Ways To Reduce Poverty In Nigeria: A state or condition in which an individual or society lacks the financial means and necessities for a basic standard of living is referred to as poverty. Poverty goes beyond a lack of financial resources. In defining Poverty, the World Bank Organization put it thus “Poverty is hunger, it is a lack of shelter. Poverty is also a lack of access to education, It’s being unwell and unable to see a doctor, it is not having a job, it is living each day with apprehension for the future.”
Poverty, it is said, has various faces, changing from place to place and over time. There is no single cause of poverty, and the consequences vary from case to case. Poverty, too, varies greatly depending on the situation. Being impoverished in Canada is not the same as being poor in Liberia. Within a country’s borders, disparities between the affluent and poor might be significant.
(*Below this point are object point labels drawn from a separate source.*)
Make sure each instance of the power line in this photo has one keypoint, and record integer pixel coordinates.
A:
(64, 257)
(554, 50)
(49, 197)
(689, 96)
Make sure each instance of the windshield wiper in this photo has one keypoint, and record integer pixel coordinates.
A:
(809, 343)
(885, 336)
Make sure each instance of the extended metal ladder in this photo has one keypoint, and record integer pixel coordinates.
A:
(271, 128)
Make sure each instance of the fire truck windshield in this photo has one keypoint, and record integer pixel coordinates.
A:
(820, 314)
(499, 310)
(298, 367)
Regardless of how poverty is defined, one thing is certain: poverty is a complex societal problem that needs to be addressed by everyone. Nigeria, for one, is a country where poverty levels are continuing to climb. Nigeria, Africa’s most populous country, with an estimated population of roughly 216.7 million as of 2022, has a larger proportion of its population living in abject poverty. Surprisingly, this hasn’t slowed the growth of the country’s population. It is in fact no longer a contentious issue that poverty persists in Nigeria.
According to projections by the World Bank Organization, over 90 million Nigerians will be poor by 2022. However, due to the pandemic, the projected population of Nigeria has risen to 95.1 million people. Nigeria’s poverty reduction is said to be hampered by sluggish development, low human capital, labour market flaws, and shock vulnerability, according to a recent World Bank report titled “A Better Future for All Nigerians: Nigeria Poverty Assessment 2022.”
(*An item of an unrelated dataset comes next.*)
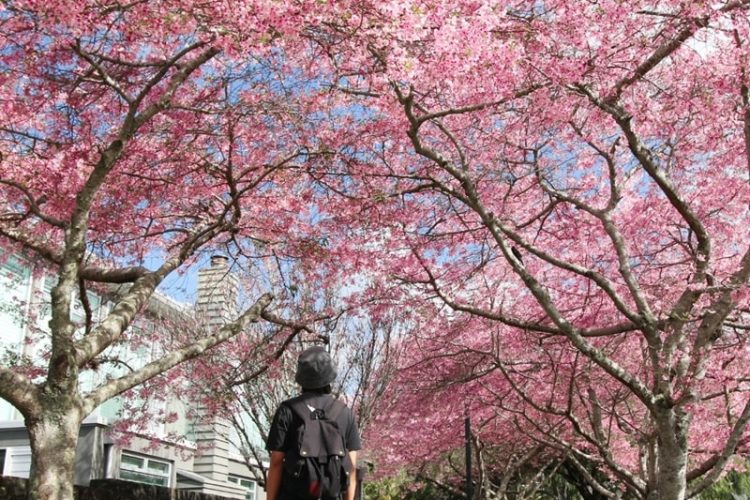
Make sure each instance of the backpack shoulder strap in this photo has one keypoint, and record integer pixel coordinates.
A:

Details from the report, which is the most recent evidence on the profile and drivers of poverty in Nigeria, show that 4 in 10 Nigerians live below the national poverty line. Many Nigerians, particularly in the north, lack access to education and basic amenities like power, safe drinking water, and improved sanitation. Similarly, jobs do not translate Nigerians’ hard work into a way out of poverty because the majority of employees are employed in small-scale domestic farms and non-farm companies; only 17% of Nigerian workers work in wage employment that can raise people out of poverty.
Because Nigeria has the highest proportion of impoverished people in Sub-Saharan Africa, bringing Nigerians out of poverty is critical to “changing the status quo” and eliminating global poverty. Many people advocate the adoption of a multidimensional approach to address this problem that has plagued Nigeria for years.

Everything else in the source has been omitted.